Vitamin C is commonly believed to be associated with kidney stones.  A large study showed that patients who had the highest intakes of vitamin C had the lowest kidney stone risk. However, since it is intravenous dosing we are considering with the vitamin C, if there is a strong history of kidney stones a 24 hour urine test for oxalate excretion can be performed to assess any risk. B6 and magnesium, added to the IV, is reported to reduce kidney stone risk.

Side effects during administration are markedly low. At the higher doses, some patients may need to focus on drinking plenty of water (to prevent dehydration) and eating during treatment (to prevent low blood sugar).

Use with chemotherapy

Many oncologists are concerned that vitamin C may interfere with conventional radiation or chemotherapy. Their concerns lie in the belief that vitamin C always is an antioxidant, and radiation and chemotherapy act as oxidants to cause damage to cancer cells.

We know from published studies that intravenous vitamin C achieves concentrations that at the tissue level generate hydrogen peroxide, which is an oxidant. Negative reactions are thus unlikely.

We also know from tissue culture studies, that have looked at bathing cancer cells in different chemotherapy drugs with or without vitamin C that in fact, the vitamin C makes the chemotherapy more effective.

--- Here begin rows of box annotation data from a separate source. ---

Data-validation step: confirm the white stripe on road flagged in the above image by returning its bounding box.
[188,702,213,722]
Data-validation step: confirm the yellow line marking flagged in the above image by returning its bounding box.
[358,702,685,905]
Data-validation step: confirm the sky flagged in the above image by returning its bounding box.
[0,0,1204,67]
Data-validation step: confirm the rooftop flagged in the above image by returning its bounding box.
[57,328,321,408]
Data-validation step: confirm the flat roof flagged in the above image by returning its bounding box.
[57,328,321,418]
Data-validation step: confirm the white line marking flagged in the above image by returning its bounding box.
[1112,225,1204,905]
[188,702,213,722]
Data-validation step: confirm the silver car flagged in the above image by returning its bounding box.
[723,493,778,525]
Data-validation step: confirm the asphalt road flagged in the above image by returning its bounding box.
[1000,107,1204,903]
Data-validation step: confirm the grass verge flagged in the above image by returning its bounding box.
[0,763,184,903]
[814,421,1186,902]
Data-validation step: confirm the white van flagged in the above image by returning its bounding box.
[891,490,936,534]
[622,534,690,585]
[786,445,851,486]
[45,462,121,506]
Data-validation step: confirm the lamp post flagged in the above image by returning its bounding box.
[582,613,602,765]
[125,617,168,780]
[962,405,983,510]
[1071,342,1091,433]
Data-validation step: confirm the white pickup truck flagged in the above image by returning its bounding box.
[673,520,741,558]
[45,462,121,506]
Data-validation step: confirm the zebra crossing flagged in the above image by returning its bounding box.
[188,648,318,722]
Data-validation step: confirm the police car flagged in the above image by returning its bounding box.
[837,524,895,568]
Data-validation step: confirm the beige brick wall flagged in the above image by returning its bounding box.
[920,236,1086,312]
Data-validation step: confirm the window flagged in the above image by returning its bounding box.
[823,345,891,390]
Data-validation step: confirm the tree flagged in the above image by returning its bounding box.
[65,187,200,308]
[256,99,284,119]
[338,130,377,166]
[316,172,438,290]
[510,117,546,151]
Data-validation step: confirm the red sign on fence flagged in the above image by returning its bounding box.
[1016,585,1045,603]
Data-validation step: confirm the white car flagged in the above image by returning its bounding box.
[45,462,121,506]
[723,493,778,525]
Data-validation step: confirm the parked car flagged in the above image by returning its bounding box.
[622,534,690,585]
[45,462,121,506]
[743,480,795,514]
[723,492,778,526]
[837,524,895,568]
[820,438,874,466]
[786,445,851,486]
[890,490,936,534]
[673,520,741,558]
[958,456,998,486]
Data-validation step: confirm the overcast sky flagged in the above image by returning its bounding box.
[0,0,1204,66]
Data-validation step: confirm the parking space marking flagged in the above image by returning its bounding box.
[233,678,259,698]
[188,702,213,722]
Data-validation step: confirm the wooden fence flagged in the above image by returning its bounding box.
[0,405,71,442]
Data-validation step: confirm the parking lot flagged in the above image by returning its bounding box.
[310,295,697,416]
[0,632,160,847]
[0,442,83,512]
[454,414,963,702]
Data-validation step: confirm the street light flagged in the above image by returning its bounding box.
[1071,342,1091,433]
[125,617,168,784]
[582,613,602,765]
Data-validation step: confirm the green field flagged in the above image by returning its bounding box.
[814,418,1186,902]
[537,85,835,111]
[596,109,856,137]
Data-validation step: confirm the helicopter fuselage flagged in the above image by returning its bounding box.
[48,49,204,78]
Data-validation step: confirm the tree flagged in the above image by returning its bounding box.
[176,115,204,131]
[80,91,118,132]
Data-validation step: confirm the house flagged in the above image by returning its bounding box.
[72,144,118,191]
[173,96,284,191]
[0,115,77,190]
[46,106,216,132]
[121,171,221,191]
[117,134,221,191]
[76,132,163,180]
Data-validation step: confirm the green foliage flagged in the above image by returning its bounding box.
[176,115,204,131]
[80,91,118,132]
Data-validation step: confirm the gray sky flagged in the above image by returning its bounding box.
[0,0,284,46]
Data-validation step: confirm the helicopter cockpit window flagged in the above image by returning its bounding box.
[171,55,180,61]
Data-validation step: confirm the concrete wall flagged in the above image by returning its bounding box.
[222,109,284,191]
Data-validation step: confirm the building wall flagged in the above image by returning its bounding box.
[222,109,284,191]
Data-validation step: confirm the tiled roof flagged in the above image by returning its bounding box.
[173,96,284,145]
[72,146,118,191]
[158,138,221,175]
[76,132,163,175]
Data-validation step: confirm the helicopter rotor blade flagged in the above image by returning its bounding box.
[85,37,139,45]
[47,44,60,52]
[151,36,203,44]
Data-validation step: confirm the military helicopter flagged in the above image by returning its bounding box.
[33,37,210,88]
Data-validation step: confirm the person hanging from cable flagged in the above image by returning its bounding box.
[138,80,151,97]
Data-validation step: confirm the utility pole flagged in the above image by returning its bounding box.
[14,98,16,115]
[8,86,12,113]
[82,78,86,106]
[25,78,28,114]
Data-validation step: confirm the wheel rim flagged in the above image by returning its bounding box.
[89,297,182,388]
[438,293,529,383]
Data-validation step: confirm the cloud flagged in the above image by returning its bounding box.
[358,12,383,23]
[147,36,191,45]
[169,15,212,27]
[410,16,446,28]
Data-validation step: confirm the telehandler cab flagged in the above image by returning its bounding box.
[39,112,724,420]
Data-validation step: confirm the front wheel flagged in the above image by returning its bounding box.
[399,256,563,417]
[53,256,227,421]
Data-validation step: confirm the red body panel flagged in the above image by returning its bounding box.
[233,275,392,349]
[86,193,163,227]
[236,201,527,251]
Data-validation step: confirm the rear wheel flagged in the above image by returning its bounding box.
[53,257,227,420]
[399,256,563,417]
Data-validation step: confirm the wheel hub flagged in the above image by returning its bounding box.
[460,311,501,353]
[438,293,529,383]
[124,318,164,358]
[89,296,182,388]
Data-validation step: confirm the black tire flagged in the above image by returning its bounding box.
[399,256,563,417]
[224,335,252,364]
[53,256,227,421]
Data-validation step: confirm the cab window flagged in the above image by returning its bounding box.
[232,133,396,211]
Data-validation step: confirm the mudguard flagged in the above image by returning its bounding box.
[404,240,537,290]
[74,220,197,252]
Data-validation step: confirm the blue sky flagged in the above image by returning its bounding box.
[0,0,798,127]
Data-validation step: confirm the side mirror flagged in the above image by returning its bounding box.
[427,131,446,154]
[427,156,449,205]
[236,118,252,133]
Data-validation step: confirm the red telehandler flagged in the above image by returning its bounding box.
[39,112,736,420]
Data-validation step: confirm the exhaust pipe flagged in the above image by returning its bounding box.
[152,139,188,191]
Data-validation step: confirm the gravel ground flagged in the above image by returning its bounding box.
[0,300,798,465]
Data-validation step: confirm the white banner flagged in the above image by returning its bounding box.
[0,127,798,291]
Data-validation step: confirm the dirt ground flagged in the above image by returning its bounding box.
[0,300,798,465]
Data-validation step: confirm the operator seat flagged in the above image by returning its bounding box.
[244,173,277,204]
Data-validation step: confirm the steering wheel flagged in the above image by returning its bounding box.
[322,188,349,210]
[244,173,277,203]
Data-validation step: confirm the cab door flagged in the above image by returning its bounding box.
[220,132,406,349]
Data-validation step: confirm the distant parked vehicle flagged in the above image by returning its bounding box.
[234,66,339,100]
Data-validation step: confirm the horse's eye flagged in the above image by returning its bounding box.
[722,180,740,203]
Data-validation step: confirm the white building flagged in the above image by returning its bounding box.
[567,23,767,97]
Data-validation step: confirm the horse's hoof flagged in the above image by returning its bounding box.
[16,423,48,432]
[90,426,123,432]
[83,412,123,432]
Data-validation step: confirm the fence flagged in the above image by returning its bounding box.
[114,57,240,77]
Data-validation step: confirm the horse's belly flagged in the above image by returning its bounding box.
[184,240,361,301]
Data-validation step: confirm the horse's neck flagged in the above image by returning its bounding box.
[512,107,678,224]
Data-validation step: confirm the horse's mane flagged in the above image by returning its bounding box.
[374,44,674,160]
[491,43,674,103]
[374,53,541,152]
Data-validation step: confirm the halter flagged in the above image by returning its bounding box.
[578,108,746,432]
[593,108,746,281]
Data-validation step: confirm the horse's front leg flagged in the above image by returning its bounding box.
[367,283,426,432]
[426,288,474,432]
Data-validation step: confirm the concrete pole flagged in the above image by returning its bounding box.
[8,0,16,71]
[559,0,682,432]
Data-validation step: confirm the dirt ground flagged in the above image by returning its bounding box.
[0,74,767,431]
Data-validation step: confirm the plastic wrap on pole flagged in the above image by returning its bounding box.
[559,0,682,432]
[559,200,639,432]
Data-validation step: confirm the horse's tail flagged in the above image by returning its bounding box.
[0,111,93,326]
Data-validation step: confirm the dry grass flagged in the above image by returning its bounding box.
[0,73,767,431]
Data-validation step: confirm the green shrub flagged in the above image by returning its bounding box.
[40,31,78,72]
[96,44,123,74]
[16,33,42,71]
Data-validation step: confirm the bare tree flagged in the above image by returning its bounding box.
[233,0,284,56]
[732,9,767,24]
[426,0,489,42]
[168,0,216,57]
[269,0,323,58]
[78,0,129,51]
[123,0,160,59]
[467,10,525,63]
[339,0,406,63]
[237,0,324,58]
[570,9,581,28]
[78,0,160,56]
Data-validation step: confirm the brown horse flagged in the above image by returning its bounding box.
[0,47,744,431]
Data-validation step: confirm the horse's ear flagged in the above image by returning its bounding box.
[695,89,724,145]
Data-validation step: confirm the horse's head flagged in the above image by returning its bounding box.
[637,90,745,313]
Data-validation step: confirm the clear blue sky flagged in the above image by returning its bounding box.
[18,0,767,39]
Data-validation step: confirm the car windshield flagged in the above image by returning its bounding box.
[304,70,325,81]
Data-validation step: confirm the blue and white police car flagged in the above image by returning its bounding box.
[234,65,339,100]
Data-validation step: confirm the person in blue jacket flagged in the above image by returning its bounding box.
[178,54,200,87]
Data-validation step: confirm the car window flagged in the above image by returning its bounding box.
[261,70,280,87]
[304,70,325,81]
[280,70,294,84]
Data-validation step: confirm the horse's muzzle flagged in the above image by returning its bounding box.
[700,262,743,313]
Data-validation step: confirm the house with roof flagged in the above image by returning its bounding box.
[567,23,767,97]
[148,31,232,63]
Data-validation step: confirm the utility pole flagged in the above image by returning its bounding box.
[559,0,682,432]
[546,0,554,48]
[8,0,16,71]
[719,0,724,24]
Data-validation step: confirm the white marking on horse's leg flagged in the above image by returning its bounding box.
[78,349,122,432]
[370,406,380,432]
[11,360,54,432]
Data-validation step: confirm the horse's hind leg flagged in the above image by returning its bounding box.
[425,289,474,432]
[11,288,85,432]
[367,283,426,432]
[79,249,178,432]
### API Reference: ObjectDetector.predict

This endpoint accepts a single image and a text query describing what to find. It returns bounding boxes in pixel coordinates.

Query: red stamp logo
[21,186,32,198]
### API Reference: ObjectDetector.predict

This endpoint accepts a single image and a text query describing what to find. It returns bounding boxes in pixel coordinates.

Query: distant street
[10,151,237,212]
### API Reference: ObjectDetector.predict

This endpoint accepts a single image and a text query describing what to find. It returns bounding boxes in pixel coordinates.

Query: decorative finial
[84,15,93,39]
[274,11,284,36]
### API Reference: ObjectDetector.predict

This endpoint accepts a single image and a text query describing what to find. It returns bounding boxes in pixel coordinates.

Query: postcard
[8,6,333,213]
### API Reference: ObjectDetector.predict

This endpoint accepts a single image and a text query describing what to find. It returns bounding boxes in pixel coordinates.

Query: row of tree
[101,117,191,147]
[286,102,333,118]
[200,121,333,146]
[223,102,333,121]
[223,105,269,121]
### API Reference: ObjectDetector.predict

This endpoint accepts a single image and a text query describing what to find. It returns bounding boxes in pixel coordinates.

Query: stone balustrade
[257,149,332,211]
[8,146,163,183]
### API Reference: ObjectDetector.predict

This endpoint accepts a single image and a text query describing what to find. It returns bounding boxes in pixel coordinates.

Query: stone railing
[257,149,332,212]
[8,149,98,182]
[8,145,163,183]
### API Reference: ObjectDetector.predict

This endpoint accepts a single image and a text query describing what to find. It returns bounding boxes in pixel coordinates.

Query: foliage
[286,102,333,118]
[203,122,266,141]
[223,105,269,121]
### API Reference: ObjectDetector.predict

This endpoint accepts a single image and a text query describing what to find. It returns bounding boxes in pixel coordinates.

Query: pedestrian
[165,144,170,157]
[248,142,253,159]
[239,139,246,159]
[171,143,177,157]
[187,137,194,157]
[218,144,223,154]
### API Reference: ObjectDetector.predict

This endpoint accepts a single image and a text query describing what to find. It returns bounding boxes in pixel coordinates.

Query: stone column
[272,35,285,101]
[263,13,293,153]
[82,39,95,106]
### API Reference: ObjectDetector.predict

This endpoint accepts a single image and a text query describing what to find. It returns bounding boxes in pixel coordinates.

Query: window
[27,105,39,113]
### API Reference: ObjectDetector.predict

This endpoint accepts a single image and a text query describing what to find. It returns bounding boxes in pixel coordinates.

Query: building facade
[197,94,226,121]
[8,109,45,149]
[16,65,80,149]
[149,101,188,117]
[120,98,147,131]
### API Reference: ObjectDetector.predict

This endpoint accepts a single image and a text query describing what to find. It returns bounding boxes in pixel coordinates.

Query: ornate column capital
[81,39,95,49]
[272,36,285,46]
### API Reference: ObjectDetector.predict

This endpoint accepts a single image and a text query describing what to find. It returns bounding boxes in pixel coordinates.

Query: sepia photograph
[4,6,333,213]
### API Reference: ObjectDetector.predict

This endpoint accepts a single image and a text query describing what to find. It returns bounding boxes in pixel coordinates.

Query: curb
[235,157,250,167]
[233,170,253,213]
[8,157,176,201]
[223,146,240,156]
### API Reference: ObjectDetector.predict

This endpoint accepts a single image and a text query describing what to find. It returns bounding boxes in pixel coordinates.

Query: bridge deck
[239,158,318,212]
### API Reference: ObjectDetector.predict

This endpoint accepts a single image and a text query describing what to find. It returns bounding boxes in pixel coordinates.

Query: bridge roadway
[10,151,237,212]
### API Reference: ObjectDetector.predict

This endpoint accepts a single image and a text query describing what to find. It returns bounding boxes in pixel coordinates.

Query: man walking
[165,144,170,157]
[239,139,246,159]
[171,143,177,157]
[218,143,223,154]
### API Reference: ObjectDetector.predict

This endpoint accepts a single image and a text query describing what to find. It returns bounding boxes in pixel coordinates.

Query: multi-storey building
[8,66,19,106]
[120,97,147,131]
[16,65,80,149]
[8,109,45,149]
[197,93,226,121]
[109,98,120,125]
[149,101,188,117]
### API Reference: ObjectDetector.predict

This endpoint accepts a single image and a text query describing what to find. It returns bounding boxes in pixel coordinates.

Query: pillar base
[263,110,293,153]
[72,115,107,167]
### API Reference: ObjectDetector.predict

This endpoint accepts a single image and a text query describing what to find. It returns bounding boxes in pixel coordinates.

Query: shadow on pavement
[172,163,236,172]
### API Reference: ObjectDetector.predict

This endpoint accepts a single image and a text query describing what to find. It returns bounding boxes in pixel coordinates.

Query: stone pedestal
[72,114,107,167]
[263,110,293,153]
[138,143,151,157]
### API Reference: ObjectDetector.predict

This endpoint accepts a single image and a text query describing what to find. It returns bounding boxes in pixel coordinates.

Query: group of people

Still, such studies are not done in humans but rather on tissue culture.

Intravenous vitamin C in cancer patients receiving chemotherapy is thus a personal choice. Many patients choose to receive vitamin C no closer than 2 days before the chemotherapy, so that all the vitamin C is cleared from the body prior to the chemotherapy. Others choose to wait until chemotherapy is on a rest cycle. If a patient is receiving radiation, there are studies that show ozone therapy would be a better choice than intravenous vitamin C; this is my preference as well.

Making the intravenous vitamin C more effective

Intravenous vitamin C works to form hydrogen peroxide in the presence of iron, and with adequate oxygen levels. Further, the vitamin C must be oxidized (used up in a reaction) in order to form the hydrogen peroxide. Theoretically, increasing oxidants (things that react with vitamin C) and oxygen prior to the intravenous vitamin C will make this treatment more effective. Thus, ozone therapy done immediately prior to the vitamin C can be considered. However, because this is a theoretical benefit, it should be weighed against increased time and cost.

Protocol:

Treatment of cancer with IAA should never be considered to replace an effective, proven treatment. It should only be considered in:

Cases of treatment failure using proven methods
cases with no known effective treatments;
and, cases in which it is used as an adjunct to proven treatments.

Labs:
CBC (complete blood count)
chemistry panel (assess liver, kidney, electrolytes)
ferritin (assess iron levels, as iron is needed for the vitamin C to be effective)
appropriate tumor markers (assess the treatment after 6 weeks)

Week 1: 1 x 25 g infusion per day, 2-3 per week
Week 2: 1 x 50 g infusion per day, 2-3 per week
Week 3: 1 x 75 g infusion per day, 2-3 per week

Rest one week, then repeat 3 weeks at 75 g infusion per day, 2-3 per week.